Bill devait tout à lui-même: sa carrière d’acteur, ses expériences en tant que réalisateur, et, enfin, la création de sa propre boîte de production. Tout cela, il ne le devait à personne d’autre qu’à lui. Il avait l’énorme potentiel créatif qui n’est donné qu’à un petit nombre de gens, et il s’en servait avec une grande efficacité. Sa carrière avançait sur une ligne droite, toujours plus haut, toujours plus loin, mais un jour Bill s’aperçut qu’il avait atteint les limites des êtres humains. Il était bloqué, car rien dans son entourage ne pouvait plus le stimuler à avancer: il était au sommet!
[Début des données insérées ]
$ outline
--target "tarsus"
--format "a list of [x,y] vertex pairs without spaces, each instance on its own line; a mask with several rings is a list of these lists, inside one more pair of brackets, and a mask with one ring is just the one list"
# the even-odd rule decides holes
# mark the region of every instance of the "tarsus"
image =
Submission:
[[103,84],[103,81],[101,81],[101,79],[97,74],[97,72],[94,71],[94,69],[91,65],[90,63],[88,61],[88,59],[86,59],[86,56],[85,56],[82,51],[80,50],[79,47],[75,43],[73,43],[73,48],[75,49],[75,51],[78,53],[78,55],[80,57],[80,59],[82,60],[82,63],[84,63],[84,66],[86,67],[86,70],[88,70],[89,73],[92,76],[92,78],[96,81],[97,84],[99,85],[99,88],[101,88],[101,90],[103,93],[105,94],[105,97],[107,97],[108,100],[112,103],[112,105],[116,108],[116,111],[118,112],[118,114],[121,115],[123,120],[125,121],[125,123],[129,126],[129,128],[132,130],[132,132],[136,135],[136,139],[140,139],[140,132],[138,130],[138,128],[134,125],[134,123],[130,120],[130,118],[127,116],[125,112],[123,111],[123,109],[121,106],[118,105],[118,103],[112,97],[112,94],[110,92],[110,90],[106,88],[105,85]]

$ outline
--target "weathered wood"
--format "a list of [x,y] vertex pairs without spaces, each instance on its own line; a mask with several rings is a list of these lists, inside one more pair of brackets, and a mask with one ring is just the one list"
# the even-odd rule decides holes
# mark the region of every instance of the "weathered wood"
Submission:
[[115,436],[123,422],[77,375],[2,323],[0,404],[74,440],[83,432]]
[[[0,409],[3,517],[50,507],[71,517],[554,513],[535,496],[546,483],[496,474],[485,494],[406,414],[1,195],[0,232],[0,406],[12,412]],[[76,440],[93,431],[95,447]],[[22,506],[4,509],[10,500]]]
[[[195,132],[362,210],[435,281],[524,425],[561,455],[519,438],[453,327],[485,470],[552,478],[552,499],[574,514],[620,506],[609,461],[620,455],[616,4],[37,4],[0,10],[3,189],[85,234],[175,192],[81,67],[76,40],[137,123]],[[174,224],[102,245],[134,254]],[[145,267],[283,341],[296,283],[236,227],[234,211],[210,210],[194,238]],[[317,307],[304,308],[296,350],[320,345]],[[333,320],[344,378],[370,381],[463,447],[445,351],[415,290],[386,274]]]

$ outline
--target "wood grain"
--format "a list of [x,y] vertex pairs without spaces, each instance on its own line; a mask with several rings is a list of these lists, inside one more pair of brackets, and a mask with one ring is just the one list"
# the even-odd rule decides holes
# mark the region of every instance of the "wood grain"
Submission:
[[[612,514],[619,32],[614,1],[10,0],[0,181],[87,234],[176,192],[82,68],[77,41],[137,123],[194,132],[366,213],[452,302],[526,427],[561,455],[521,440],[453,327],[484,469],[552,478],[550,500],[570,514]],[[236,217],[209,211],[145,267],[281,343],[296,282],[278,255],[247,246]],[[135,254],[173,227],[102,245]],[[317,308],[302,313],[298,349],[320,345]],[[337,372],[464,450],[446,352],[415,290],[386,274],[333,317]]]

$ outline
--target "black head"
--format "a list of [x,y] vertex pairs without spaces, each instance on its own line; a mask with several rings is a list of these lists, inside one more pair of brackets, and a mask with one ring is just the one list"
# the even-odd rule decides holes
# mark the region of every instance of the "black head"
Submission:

Mais, inconsciemment, au plus profond de son âme, il sentait que tout cela n’était pas encore une limite, qu’il pouvait aller plus loin, beaucoup plus loin…
«Les tsars, les héritiers, les îles mystérieuses…», ces mots flattaient son ego, «Et pourquoi pas commencer à croire à l’impossible… Comme ça, d’un coup, commencer à croire et c’est tout. Sans se demander pourquoi, commencer à croire…», il s’endormait lentement, enveloppé par ses pensées.
Le lendemain de cet étrange échange mental, Christine s’apprêtait à aller travailler. Elle n’aimait pas se lever tôt, elle était plutôt quelqu’un qui adorait danser toute la nuit et rentrer avec les premiers chants des oiseaux matinaux, pour enfin plonger dans ses rêves. Se lever à six heures du matin, pour aller s’engouffrer dans les transports en commun, était pour elle un véritable cauchemar. Avant, au début, elle prenait le métro et, devant traverser toute la ville sous la terre, elle avait le temps d’observer les gens.